Deniz Depboylu, şunları söyledi;
''Her yıl 8 Mart’ta kutlanılan Dünya Kadınlar Günü, Birleşmiş Milletler tarafından tanımlanmış; insan hakları temelinde kadınların mevcut sorunlarının da ele alındığı ve aynı zamanda kadınların ekonomik, sosyal, siyasal ve kültürel bilincinin geliştirilmesi için etkinliklerin düzenlendiği özel bir gündür.
Doğal olarak 8 Mart günü kadınlarla anılan, bakışın kadınlar ve sorunlarına yöneldiği, çözüm arayışlarının ve önerilerinin en çok dile getirildiği gün olmaktadır.
Kadınlar yaradılışları vesilesiyle sahip oldukları özellikler ve meziyetlerle birlikte, toplumsal yaşamda üstlendikleri roller aracılığıyla tarih boyunca var olmanın en değerli parçası, emeğin paydaşı, yaşanan zorluklara karşı yapılan mücadelenin azimli, cefakâr ve de vefakâr neferleri olmuşlardır.
Her ne kadar milletlerin sahip oldukları kültürlerin ortaya çıkardığı farklılıklar, kültürler arasında kadına biçilen rollerde farklılıklar oluştursa da, kadınların yaşam mücadelesinde yüklendikleri görevlerin ağırlıkları hep benzer olmuştur.
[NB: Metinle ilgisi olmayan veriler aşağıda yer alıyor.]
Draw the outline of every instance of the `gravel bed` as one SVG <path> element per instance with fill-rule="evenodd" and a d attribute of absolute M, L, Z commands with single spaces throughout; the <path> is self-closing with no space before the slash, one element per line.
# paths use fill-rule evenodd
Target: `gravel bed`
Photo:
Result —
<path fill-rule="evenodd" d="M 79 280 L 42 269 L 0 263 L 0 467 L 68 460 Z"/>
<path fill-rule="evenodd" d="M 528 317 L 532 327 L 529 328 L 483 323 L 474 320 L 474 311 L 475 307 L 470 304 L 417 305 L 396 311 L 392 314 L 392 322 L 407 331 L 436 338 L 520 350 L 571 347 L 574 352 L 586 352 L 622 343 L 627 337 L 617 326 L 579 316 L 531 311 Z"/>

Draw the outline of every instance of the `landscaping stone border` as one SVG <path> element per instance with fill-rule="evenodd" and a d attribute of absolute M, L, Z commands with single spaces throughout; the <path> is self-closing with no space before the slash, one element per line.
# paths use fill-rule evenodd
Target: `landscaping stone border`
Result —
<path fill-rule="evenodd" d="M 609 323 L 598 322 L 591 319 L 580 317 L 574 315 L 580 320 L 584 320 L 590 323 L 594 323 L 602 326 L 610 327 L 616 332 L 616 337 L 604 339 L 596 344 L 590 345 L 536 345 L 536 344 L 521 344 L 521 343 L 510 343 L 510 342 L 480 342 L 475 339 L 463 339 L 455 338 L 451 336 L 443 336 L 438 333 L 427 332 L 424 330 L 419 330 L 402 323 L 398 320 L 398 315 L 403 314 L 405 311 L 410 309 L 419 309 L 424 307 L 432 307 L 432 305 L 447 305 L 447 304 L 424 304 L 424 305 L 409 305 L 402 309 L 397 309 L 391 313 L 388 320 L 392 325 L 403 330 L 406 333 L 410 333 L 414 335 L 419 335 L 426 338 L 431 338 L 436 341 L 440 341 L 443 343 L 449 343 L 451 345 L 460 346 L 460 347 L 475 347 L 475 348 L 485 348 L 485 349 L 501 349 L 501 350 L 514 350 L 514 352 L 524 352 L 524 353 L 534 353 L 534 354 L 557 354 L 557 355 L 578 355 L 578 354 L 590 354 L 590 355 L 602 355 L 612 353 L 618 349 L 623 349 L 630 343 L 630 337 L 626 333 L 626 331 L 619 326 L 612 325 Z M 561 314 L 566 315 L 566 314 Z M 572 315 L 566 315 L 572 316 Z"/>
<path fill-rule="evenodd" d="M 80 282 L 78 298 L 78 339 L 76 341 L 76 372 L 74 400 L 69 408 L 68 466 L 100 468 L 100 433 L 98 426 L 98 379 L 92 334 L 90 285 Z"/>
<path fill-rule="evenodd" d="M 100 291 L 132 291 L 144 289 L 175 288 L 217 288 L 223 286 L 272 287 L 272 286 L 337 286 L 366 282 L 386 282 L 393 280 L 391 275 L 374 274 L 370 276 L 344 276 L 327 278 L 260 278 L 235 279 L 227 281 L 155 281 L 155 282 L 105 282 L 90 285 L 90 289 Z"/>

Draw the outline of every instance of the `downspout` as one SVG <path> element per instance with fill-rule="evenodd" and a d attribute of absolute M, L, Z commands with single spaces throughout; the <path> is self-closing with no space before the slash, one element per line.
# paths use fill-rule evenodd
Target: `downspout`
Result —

Kadın demek bir ailenin varlığını ve bütünlüğünü oluşturan, sürdüren, koruyan ana unsur demektir. Bir kadının toplumu oluşturan fertler arasındaki duruşunda kendi başına var olma
yeteneği, yeterliliği ve de ferdi değerinin önemi kadar; toplum içinde üstlendiği roller nazarındaki değeri ve önemi asla göz ardı edilmemelidir.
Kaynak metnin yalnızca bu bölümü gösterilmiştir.